This is a multi-post series about the ODL V2 Driver.
Completing the Picture
So we have a journal that’s processing entries a-synchronously and sending them to ODL, the skies are sunny and unicorns are running in the fields.. OK so no unicorns.. Also, there are some issues that come with operating the journal and also some other issues from the V1 driver the journal didn’t address:
- How do we handle an ODL “cold reboot”?
- What to do with stale journal locks?
- What to do with completed entries?
- What to do with failed entries?
- What to do when the systems just get out of sync?
To address most of these questions we introduced a mechanism called the “Maintenance Thread”.
Let me explain about this solution and what operations it performs.
The Maintenance Thread
The maintenance thread is a self sufficient thread being run by a oslo_service.loopingcall.FixedIntervalLoopingCall.
The design is very simple, interested operations can register to the thread by a register_operation function and the maintenance thread will run them all sequentially (don’t assume any order guarantee).
The maintenance thread takes care of one crucial aspect which is a shared lock kept in the DB used to synchronize in a HA environment where several Neutron Servers might be running. On each run the maintenance thread tries to catch the lock and continues only if successful. The same considerations from earlier for supporting GaleraDB are also present in this code.
To control the interval of the maintenance thread you can change the ‘ml2_odl.maintenance_interval‘ configuration option.
ODL Full Sync
When an ODL “Cold Reboot” is detected we do a “full sync” operations.
Cold Reboot Detection
Each time this operation runs it checks for the existence of a “canary” network. This fictitious network should exist only on ODL. If it’s missing, the full sync process kicks in.
Of course the first time the Neutron Server will connect to ODL there won’t be a canary network, so the first time a full sync will be triggered after which the canary network should always be there.
The full sync is a rather simple operation. First we check that there isn’t already a full sync running by checking if the journal contains an entry to create the canary network – if it does the operation aborts.
The next step is a full journal cleanup since:
- Any pending operation (excluding create, perhaps) is bound to fail.
- Any pending create operation will be recreated anyway so no need to have an older call for it.
Finally the operation goes over all the resources top-to-bottom (i.e. starts with root resources first) and adds an entry to create it to the journal.

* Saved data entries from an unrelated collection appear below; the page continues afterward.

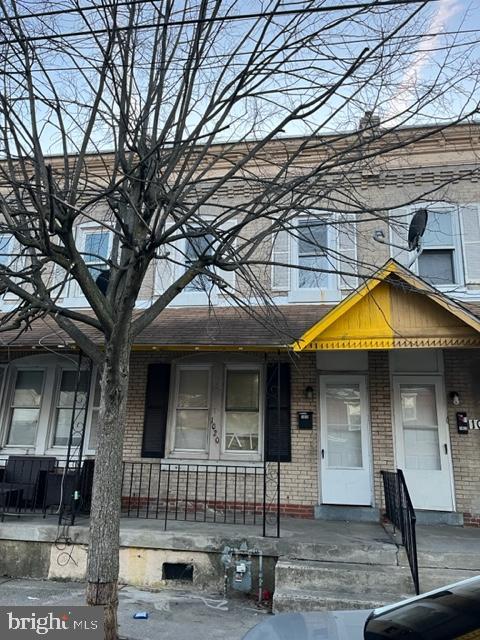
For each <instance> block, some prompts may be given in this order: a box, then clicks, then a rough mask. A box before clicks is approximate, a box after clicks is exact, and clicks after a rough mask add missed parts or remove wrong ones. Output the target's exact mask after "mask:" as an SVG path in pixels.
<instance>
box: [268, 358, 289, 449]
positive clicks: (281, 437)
mask: <svg viewBox="0 0 480 640" xmlns="http://www.w3.org/2000/svg"><path fill="white" fill-rule="evenodd" d="M279 382H280V388H279V386H278V383H279ZM291 459H292V437H291V429H290V364H289V363H288V362H280V363H272V364H269V365H267V384H266V400H265V460H267V461H269V462H272V461H278V460H279V461H280V462H290V461H291Z"/></svg>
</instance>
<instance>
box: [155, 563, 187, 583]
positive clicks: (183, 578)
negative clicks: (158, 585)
mask: <svg viewBox="0 0 480 640" xmlns="http://www.w3.org/2000/svg"><path fill="white" fill-rule="evenodd" d="M162 577H163V579H164V580H182V581H184V582H193V564H185V563H184V562H176V563H173V562H164V563H163V576H162Z"/></svg>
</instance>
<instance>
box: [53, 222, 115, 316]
mask: <svg viewBox="0 0 480 640" xmlns="http://www.w3.org/2000/svg"><path fill="white" fill-rule="evenodd" d="M91 231H93V232H95V231H103V232H104V233H107V234H108V255H109V256H110V255H111V253H112V247H113V232H112V231H111V230H110V229H108V228H107V227H105V226H104V225H103V224H102V221H101V220H99V221H98V222H95V221H93V220H92V221H90V222H82V223H81V224H79V225H77V227H76V228H75V244H76V246H77V250H78V251H79V253H84V252H85V240H86V237H87V234H88V232H91ZM87 266H88V265H87ZM65 289H66V293H67V295H66V297H65V298H64V299H63V304H64V305H68V306H70V307H85V306H88V303H87V299H86V298H85V296H84V294H83V292H82V290H81V289H80V286H79V284H78V282H77V281H76V280H70V282H69V283H68V286H67V287H66V288H65Z"/></svg>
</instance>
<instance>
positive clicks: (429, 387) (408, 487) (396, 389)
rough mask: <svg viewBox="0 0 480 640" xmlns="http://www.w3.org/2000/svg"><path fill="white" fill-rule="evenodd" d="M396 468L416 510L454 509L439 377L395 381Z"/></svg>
mask: <svg viewBox="0 0 480 640" xmlns="http://www.w3.org/2000/svg"><path fill="white" fill-rule="evenodd" d="M393 387H394V414H395V429H396V450H397V451H396V452H397V466H398V467H399V468H400V469H402V470H403V472H404V475H405V479H406V481H407V486H408V490H409V493H410V496H411V498H412V502H413V506H414V507H415V508H416V509H431V510H436V511H452V510H453V490H452V467H451V458H450V441H449V437H448V424H447V415H446V407H445V400H444V398H445V394H444V392H443V390H442V389H443V385H442V380H441V378H440V377H434V376H428V378H427V377H422V378H420V377H411V376H397V377H396V378H395V379H394V384H393Z"/></svg>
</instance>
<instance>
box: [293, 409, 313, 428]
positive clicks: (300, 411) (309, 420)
mask: <svg viewBox="0 0 480 640" xmlns="http://www.w3.org/2000/svg"><path fill="white" fill-rule="evenodd" d="M297 418H298V422H297V424H298V428H299V429H304V430H307V429H310V430H311V429H313V411H298V413H297Z"/></svg>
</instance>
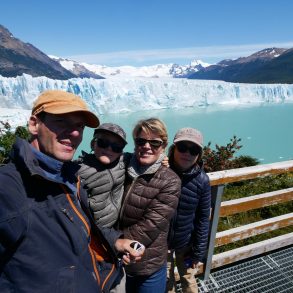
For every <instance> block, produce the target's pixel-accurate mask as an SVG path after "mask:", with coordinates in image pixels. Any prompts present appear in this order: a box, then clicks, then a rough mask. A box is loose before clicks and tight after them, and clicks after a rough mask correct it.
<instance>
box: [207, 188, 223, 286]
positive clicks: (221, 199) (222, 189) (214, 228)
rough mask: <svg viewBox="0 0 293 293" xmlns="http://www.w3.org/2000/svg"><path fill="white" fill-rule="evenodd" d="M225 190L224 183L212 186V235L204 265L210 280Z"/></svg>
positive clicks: (210, 227) (211, 227)
mask: <svg viewBox="0 0 293 293" xmlns="http://www.w3.org/2000/svg"><path fill="white" fill-rule="evenodd" d="M223 192H224V185H215V186H212V189H211V193H212V214H211V226H210V235H209V243H208V255H207V260H206V263H205V265H204V280H205V281H206V280H208V278H209V275H210V271H211V268H212V261H213V254H214V248H215V239H216V233H217V228H218V223H219V215H220V208H221V201H222V195H223Z"/></svg>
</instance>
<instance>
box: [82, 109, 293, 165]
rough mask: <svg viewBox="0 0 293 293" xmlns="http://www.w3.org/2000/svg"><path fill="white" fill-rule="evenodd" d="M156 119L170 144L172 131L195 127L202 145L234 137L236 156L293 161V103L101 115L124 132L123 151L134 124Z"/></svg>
mask: <svg viewBox="0 0 293 293" xmlns="http://www.w3.org/2000/svg"><path fill="white" fill-rule="evenodd" d="M149 117H158V118H160V119H162V120H163V121H164V122H165V123H166V125H167V128H168V133H169V145H170V144H171V143H172V139H173V136H174V134H175V132H176V131H177V130H178V129H179V128H182V127H194V128H197V129H199V130H200V131H201V132H202V133H203V135H204V143H205V144H207V143H208V142H209V141H211V143H212V147H213V148H214V145H215V144H216V143H217V144H219V145H226V144H227V143H228V142H229V141H230V139H231V138H232V137H233V135H236V136H237V137H238V138H241V142H240V144H241V145H243V147H242V148H241V149H240V151H239V152H238V153H237V154H238V155H240V154H244V155H250V156H253V157H255V158H257V159H258V160H259V161H260V163H261V164H267V163H274V162H279V161H286V160H291V159H293V130H292V128H291V127H292V125H293V104H277V105H276V104H275V105H270V104H266V105H261V106H253V107H241V106H237V107H232V106H222V107H219V106H217V107H213V106H209V107H207V108H185V109H177V110H176V109H166V110H157V111H141V112H135V113H130V114H110V115H102V116H100V121H101V122H102V123H103V122H113V123H117V124H119V125H120V126H122V127H123V128H124V130H125V131H126V133H127V140H128V145H127V146H126V148H125V150H126V151H130V152H131V151H133V142H132V136H131V131H132V129H133V127H134V125H135V123H136V122H137V121H138V120H140V119H144V118H149ZM92 134H93V130H92V129H89V128H87V129H86V130H85V133H84V140H83V143H82V144H81V145H80V147H79V149H78V151H77V155H79V154H80V152H81V150H82V149H83V150H86V151H89V150H90V148H89V143H90V140H91V138H92Z"/></svg>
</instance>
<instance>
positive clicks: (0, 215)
mask: <svg viewBox="0 0 293 293" xmlns="http://www.w3.org/2000/svg"><path fill="white" fill-rule="evenodd" d="M6 175H7V176H5V175H3V174H0V270H1V267H2V266H3V265H4V264H5V262H6V261H7V260H8V259H9V257H11V255H12V253H13V251H14V249H15V247H16V245H17V243H19V242H20V241H21V239H22V238H24V237H25V233H26V231H27V229H28V223H27V215H26V213H25V212H24V211H25V207H24V206H23V204H22V199H23V195H22V192H23V190H24V187H23V186H21V184H19V183H18V182H17V180H15V178H12V175H11V174H6ZM21 210H22V211H21Z"/></svg>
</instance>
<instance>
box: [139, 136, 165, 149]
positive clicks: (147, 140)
mask: <svg viewBox="0 0 293 293" xmlns="http://www.w3.org/2000/svg"><path fill="white" fill-rule="evenodd" d="M134 142H135V144H136V145H137V146H144V145H145V144H146V143H147V142H148V143H149V144H150V146H152V147H153V148H155V149H158V148H159V147H160V146H161V145H162V144H163V142H162V141H161V140H159V139H144V138H141V137H137V138H136V139H135V140H134Z"/></svg>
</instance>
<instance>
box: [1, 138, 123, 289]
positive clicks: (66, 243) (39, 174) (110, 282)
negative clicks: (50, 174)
mask: <svg viewBox="0 0 293 293" xmlns="http://www.w3.org/2000/svg"><path fill="white" fill-rule="evenodd" d="M65 169H66V171H65ZM62 171H65V172H66V174H69V175H70V171H71V176H68V177H67V179H68V180H69V183H68V184H67V183H65V184H63V182H59V181H58V180H57V181H56V180H54V179H52V178H51V179H49V178H48V176H47V175H46V173H45V172H44V171H43V169H41V168H40V166H39V161H38V160H37V159H36V157H35V156H34V154H33V152H32V149H31V147H30V145H29V144H28V143H27V142H26V141H24V140H20V139H19V140H17V142H16V144H15V145H14V147H13V152H12V162H10V163H9V164H7V165H6V166H4V167H1V168H0V292H48V293H49V292H50V293H51V292H62V293H63V292H80V293H81V292H93V293H94V292H95V293H97V292H102V289H101V288H102V287H103V288H104V290H105V292H107V291H108V289H109V286H110V285H111V284H112V283H113V280H114V279H116V277H117V274H118V275H119V274H120V273H119V271H120V270H116V268H115V266H114V265H113V264H111V262H114V259H115V254H114V251H113V247H110V245H109V244H108V242H107V241H106V240H105V238H104V236H107V237H109V238H111V241H113V243H114V241H115V239H117V237H118V236H119V235H118V234H117V235H116V234H114V232H111V231H109V230H105V231H103V232H105V233H107V235H106V234H104V233H103V235H102V234H101V231H99V230H98V229H96V230H95V233H96V234H95V235H94V232H93V231H92V230H91V225H90V222H89V219H88V217H87V216H86V214H85V213H84V210H83V209H82V208H81V205H82V206H85V205H86V203H87V197H86V193H85V192H84V193H83V194H82V193H80V196H81V202H79V201H78V199H77V195H76V194H74V192H73V190H74V189H75V188H72V189H70V185H72V186H73V187H74V186H76V177H75V176H74V174H73V173H74V172H75V171H76V165H73V164H71V163H64V164H63V167H62ZM93 226H94V225H93ZM97 237H98V241H96V242H94V239H97ZM94 243H95V244H97V246H95V245H94ZM102 244H103V246H104V247H105V249H103V247H102ZM94 246H95V247H94ZM106 250H107V251H106ZM98 256H103V257H104V259H106V258H108V259H109V262H105V261H101V262H100V263H98V262H97V257H98ZM117 266H118V263H117ZM104 269H105V270H104ZM107 276H108V277H109V280H108V282H107V281H105V279H106V278H107Z"/></svg>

The last resource that’s created is the canary network so that in case the operation fails before the end, we will just re run it.
This design guarantees that the resource creation will behave in the same manner as any other resource creation handled by the journal, so we get all the benefits the journal provides and also resiliency since writing to the journal should be rather fast even at scale.
Stale Journal Lock Clean Up
Sometimes a journal entry can get locked indefinitely, causing it to get stuck in the journal forever and never be handled. This can happen if the thread handling the entry dies (A bug, a process crash, or a power failure are some of the things that can cause this).
We introduced a maintenance operation which scans the journal table for entries in the PROCESSING state (which indicates they’re locked) that are older than (determined by the last update field) a configured interval that’s set by the ‘ml2_odl.processing_timeout‘ configuration option.
Any journal entry that answers these criteria gets marked back to PENDING state and essentially pushed back to the end of the journal’s queue, so that when a journal will get to it it will pick it up and handle it.
Similar logic will soon be introduced for the maintenance lock so that a stale maintenance lock doesn’t prevent the maintenance thread from running.
Completed Entries Clean Up
When the journal finishes processing an entry it moves to the COMPLETED state. This indicates that the request has been handled and sent off to ODL (but could ultimately fail there, which isn’t handled here).
Obviously in a large scale environment there would be plenty of these rows, which could lead to intense DB growth which could eventually lead to performance problems, space problems and all sorts of mayhem in general. Therefore, it’s a good thing to get rid of the completed rows after a while.
The completed rows get cleaned by a maintenance operation and the retention for a row could be set by the ‘ml2_odl.completed_rows_retention‘ configuration option.
Failed Entries Recovery
When the journal fails in processing the entry too much times (determined by the ‘ml2_odl.retry_count‘ configuration option), it will transition into the FAILED state.
This state would most likely be reached due to either some bug or some mis-synchronization between the Neutron resources and their ODL counterparts.
I have already submitted a spec for implementing this capability, so instead of re-writing it here I’ll just refer you to read the spec.
The TL;DR here is that a maintenance process of recovery will try to recover failed journal entries by actually communicating with ODL and checking it’s state (as opposed to how the journal normally works which is send and forget, without checking ODL’s state at all).
If you got this far, kudos to you and your perseverance.
While this is the end of this post series, this is definitely not the end of the driver development effort.
There are still many challenges ahead such as scale & performance concerns, possible issues & bugs, and many more features to add.
If you’d like to contribute, please join us in our efforts.